Judge’s absence stalls trial of Major General Atewe over alleged N8.5bn fraud (Read full details)

The absence of Justice Ayokunle Faji of a Federal High Court in Lagos on Tuesday stalled the trial of Major General Emmanuel Atewe and three others charged with N8.5 billion fraud.

Atewe, a former Commander of the Niger-Delta Military Joint Task Force known as “Operation Pulo Shield’’, is standing trial alongside Patrick Akpobolokemi, a former Director-General of the Nigerian Maritime Administration and Safety Agency (NIMASA).

Also charged are two NIMASA staff members – Kime Engonzu and Josephine Otuaga.

The accused are standing trial on an amended 22-count charge bordering on conspiracy and money laundering.

The Economic and Financial Crimes Commission (EFCC) had alleged that the accused used seven companies to divert N8.5 billion from the coffers of NIMASA from Sept. 5, 2014 to May 20, 2015.

The companies are: Jagan Ltd., Jagan Trading Company Ltd., Jagan Global Services Ltd., Al-Nald Ltd., Paper Warehouse Ltd., Eastpoint Integrated Services Ltd. and De-Newlink Integrated Services Ltd.

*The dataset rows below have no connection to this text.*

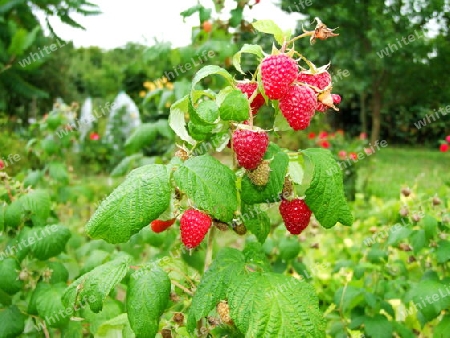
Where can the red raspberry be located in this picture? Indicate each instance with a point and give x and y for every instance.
(250, 147)
(296, 215)
(298, 106)
(277, 73)
(159, 226)
(249, 88)
(319, 80)
(194, 225)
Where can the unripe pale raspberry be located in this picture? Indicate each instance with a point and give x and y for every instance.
(319, 80)
(248, 88)
(298, 106)
(277, 73)
(250, 147)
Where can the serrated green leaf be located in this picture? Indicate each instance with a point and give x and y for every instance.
(235, 107)
(441, 330)
(177, 121)
(270, 27)
(139, 200)
(50, 308)
(325, 195)
(228, 264)
(256, 221)
(443, 251)
(274, 305)
(430, 298)
(378, 326)
(247, 49)
(48, 241)
(13, 322)
(207, 71)
(147, 298)
(9, 276)
(210, 184)
(417, 239)
(94, 286)
(269, 193)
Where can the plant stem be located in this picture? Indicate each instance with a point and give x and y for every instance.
(208, 257)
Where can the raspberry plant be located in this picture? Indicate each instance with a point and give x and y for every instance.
(240, 287)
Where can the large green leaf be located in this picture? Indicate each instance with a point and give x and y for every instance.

The court has yet to fix a new date for the trial as both prosecution and defence counsel were unable arrive at a convenient date.

The News Agency of Nigeria (NAN) reports that the accused were re-arraigned before Justice Faji on Feb. 3, following the transfer of the former trial judge, Justice Saliu Saidu, from Lagos to Port Harcourt.

They pleaded not guilty, and were allowed to continue on the bail terms granted by Saidu.

At the last sitting of the court on the case on Feb. 17, the first Prosecution Witness (PW1), Mr Nkem Ahidjo, began his evidence-in-chief.

The witness, who is an Abuja-based businessman, had told the court how about N35 million out of the alleged fraud sum of N8.5 billion was diverted by the accused and paid to the Living Faith Church.

He told the court that he transferred the said N35 million on the order of Atewe to the church, adding that he had no idea of the purpose.

The alleged offences contravene the provisions of Section 18(a) of the Money Laundering (Prohibition) (Amendment) Act, 2012, and Section 390 of the Criminal Code, 2004.